Stay home unless absolutely necessary or your job is essential, Gov. Jay Inslee told Washington residents Monday night.
Inslee signed an emergency order he calls “Stay home, stay healthy” that increases previous steps the state has taken to slow the spread of the COVID-19 pandemic. It is similar to orders issued in California, some other states and large metropolitan areas.
“This is a human tragedy on a scale we can’t yet predict,” Inslee said. “The fastest way to get back to normal is to hit this hard.”
The two-week order includes an immediate ban on gatherings and requires non-essential businesses to close by Wednesday evening.
The goal of the new order is to slow down the rate of infection, spreading it out over time and decreasing the pressure on the hospital system from serious cases, State Health Secretary John Wiesman said.
“We expect everyone in our state to comply with this order voluntarily,” he said. If that doesn’t happen, the state could take enforcement actions against those who are so “socially irresponsible” they put others at risk, he added.
Washington State Patrol Chief John Batiste said that while knowingly violating the order could result in a gross misdemeanor charge, troopers and other law enforcement officers will focus on educating people who are violating the order by gathering in groups outside.
That could change if reports of large gatherings in parks or beaches continue, David Postman, Inslee’s chief of staff said.
If that happens “I don’t doubt for a minute he’s going to ask for some enforcement,” Postman said, like having officers walk up to groups of people and ask them to disperse.
The order, which could be extended, requires every state resident to stay home unless involved in an essential activity. That would include shopping for groceries, going to a doctor’s appointment or going to work at an essential business.
Going outside for a walk, a bike ride or to garden is OK, Inslee said, as long as people keep a safe “social distance” of 6 feet between anyone not living in the same residence.
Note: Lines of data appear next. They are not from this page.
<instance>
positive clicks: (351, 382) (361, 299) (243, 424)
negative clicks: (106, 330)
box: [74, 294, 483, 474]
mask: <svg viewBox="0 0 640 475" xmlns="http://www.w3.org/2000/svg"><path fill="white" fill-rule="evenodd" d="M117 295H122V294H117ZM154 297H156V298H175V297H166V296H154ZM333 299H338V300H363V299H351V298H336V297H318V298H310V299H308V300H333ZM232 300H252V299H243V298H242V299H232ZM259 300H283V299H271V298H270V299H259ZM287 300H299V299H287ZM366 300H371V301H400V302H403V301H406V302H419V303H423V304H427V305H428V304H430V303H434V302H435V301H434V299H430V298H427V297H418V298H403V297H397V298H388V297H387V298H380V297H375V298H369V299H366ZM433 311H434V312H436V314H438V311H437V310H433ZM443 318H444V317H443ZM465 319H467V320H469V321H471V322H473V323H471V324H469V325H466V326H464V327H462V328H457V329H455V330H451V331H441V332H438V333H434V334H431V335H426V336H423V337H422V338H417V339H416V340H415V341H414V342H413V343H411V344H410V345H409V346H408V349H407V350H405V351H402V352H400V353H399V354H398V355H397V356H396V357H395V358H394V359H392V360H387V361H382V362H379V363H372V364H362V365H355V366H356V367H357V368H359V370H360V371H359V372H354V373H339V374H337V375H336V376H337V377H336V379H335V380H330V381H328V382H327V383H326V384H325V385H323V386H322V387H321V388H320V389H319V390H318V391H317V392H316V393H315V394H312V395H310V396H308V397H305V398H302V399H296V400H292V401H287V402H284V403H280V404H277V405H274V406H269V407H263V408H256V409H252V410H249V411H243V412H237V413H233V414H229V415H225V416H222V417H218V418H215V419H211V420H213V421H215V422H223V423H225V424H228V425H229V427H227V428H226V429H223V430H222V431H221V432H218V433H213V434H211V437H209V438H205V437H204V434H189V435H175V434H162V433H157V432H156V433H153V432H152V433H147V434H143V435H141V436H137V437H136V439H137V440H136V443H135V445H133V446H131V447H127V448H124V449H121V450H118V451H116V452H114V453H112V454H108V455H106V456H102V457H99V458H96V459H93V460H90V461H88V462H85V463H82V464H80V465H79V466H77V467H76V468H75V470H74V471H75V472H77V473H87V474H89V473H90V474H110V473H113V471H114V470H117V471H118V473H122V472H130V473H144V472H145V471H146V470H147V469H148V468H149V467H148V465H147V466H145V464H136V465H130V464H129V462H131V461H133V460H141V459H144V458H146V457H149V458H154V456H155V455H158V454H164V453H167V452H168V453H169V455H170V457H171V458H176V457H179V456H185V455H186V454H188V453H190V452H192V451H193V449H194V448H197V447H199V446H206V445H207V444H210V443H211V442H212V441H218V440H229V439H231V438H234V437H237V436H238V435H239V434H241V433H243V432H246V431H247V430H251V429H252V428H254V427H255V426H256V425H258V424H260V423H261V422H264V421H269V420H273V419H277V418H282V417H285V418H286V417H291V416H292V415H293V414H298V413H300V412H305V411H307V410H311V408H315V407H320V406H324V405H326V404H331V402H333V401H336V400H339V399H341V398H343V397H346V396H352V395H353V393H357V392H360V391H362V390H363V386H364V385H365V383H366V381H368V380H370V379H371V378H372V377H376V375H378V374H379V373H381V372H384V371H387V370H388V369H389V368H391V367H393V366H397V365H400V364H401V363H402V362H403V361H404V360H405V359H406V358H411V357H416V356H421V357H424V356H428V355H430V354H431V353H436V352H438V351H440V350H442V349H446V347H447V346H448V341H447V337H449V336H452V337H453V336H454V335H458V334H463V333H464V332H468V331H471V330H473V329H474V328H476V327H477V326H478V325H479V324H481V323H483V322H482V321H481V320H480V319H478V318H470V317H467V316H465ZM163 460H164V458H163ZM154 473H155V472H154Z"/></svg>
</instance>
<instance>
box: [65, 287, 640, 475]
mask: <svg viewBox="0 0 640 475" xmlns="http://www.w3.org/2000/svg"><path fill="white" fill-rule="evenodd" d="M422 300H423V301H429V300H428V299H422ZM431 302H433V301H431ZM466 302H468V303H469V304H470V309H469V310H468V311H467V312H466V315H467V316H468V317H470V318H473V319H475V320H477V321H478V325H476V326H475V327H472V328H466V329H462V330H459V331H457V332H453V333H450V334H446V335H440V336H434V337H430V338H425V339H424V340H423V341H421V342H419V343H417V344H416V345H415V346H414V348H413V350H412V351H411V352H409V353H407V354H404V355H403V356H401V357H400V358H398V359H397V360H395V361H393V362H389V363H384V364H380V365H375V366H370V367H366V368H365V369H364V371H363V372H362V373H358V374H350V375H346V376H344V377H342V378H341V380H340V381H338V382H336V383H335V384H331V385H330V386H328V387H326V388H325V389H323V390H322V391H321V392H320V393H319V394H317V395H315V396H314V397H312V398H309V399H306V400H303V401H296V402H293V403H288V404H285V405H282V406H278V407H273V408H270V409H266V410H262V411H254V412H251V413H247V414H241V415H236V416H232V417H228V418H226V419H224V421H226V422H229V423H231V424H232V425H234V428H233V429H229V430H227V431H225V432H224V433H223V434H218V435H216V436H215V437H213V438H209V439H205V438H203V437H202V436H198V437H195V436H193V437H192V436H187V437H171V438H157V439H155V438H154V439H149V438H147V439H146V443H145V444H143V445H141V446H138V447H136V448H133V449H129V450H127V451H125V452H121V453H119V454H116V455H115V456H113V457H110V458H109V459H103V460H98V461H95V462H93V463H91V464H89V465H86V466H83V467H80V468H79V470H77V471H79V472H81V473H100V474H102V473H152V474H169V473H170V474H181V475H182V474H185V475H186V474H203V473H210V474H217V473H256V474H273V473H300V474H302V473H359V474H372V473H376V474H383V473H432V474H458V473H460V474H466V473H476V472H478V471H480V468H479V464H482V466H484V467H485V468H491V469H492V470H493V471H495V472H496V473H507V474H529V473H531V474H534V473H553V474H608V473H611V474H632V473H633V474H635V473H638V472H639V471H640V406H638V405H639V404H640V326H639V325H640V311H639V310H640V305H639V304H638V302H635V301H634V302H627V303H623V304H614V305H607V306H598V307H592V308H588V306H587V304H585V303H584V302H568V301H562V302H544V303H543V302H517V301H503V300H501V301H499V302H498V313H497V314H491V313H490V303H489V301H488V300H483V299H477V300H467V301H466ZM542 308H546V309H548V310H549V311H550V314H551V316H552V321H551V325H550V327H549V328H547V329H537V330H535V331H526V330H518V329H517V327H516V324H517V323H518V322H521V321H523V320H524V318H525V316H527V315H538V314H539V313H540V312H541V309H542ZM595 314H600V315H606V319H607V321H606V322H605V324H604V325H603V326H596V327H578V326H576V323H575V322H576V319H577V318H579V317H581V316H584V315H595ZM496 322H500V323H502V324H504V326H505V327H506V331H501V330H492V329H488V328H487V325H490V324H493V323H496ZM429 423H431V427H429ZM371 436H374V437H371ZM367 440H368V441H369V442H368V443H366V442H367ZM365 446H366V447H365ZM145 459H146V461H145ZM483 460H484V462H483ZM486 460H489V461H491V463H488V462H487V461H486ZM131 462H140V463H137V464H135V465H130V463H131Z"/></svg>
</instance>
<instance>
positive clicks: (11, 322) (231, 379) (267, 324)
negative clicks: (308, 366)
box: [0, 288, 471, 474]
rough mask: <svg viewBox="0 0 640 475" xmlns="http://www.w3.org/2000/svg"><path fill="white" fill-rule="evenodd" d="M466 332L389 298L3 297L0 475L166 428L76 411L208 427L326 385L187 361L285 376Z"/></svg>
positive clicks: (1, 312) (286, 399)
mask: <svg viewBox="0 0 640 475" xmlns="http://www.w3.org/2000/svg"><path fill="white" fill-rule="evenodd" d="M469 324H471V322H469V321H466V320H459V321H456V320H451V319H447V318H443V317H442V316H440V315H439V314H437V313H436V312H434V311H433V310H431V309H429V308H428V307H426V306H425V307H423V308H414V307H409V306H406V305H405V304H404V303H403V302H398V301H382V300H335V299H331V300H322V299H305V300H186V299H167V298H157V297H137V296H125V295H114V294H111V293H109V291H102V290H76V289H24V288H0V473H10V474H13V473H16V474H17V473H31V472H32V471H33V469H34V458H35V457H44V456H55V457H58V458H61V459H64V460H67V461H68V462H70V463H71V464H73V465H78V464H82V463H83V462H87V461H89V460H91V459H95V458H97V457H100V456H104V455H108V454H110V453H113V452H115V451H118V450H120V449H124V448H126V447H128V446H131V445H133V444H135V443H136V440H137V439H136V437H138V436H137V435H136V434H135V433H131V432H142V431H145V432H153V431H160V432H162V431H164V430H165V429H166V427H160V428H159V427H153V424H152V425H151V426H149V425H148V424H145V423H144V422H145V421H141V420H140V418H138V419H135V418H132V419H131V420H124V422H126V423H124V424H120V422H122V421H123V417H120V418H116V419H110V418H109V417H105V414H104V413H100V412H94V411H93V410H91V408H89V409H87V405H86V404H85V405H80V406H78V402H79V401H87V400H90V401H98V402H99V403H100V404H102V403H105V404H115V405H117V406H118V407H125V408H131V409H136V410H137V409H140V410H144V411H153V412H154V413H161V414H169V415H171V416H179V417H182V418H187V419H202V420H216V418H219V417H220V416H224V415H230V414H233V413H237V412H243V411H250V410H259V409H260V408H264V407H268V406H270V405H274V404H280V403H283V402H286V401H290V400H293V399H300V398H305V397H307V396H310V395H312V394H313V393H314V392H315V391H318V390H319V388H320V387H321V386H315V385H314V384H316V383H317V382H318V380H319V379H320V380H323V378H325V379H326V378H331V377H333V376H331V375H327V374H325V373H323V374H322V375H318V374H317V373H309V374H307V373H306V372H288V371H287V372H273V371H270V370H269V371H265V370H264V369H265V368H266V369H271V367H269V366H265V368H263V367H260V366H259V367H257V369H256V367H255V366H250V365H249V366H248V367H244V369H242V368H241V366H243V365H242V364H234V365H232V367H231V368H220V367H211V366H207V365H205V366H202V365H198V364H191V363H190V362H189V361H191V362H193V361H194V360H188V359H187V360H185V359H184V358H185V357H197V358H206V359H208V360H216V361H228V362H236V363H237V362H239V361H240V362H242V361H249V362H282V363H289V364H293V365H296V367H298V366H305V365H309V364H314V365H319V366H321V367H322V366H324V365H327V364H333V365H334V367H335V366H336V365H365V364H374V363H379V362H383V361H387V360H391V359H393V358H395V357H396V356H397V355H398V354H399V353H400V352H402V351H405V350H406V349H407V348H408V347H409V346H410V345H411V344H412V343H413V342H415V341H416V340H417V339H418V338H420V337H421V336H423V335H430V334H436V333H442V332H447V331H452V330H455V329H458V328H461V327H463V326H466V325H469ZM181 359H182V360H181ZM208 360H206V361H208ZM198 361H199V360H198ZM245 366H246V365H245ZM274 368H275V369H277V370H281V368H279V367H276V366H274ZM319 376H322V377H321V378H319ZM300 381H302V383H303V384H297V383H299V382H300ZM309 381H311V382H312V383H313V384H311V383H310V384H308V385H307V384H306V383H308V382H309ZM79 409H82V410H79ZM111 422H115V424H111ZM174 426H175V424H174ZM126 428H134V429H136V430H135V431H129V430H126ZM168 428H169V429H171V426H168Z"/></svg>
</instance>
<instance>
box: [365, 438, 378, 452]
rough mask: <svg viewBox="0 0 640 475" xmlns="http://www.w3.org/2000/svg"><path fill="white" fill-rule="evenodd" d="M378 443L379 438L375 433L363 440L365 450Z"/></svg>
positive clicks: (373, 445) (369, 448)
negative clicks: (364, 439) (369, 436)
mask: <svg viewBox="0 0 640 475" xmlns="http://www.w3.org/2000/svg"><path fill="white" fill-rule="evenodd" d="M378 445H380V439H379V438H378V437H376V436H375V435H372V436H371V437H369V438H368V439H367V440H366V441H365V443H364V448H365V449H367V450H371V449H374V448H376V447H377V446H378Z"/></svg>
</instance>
“While we minimize our physical connections it is essential we maximize our emotional connections,” he said.
The list of essential business types is long, nearly 14 pages with categories that include medical facilities, pharmacies and energy and food production as well as grocery stores, gas stations and other things necessary for continued operations. Inslee asked that people not overstock, saying that if everyone sticks to normal buying habits stores will have enough for everyone.
Earlier Monday, the state’s largest private employer, The Boeing Co., announced it will be shutting down its assembly lines in the Northwest to protect its workers. Inslee praised the company’s decision to have an orderly shutdown and continue to pay workers.
“Now is a time for bold actions like these, and we will continue to look at what can be done statewide,” he said.
Effective immediately, the order bans all gatherings of any size for social, spiritual and recreational purposes, including weddings and funerals.
Inslee banned gatherings of 250 or more people on March 13 and later dropped that to 50 or more people. He also ordered certain businesses, including bars and sit-down service in restaurants, to close March 16, and public and private schools to close starting March 17. At the time he urged people to stay at home except for trips to the store, and urged businesses to allow employees to work from home as much as possible.
As governors of California and other states issued stricter orders for making people stay home, Inslee said health experts in Washington would monitor the state’s data to see if more restrictions were necessary. Monday, with the state Department of Health reporting 110 deaths and more than 2,220 patients testing positive for the virus, he decided the state had reached that tipping point.
Before lifting the order, state officials and health experts will look at the increase in patients testing positive for the virus and whether the health care system is getting to a point where it can’t provide services and care, Wiesman said.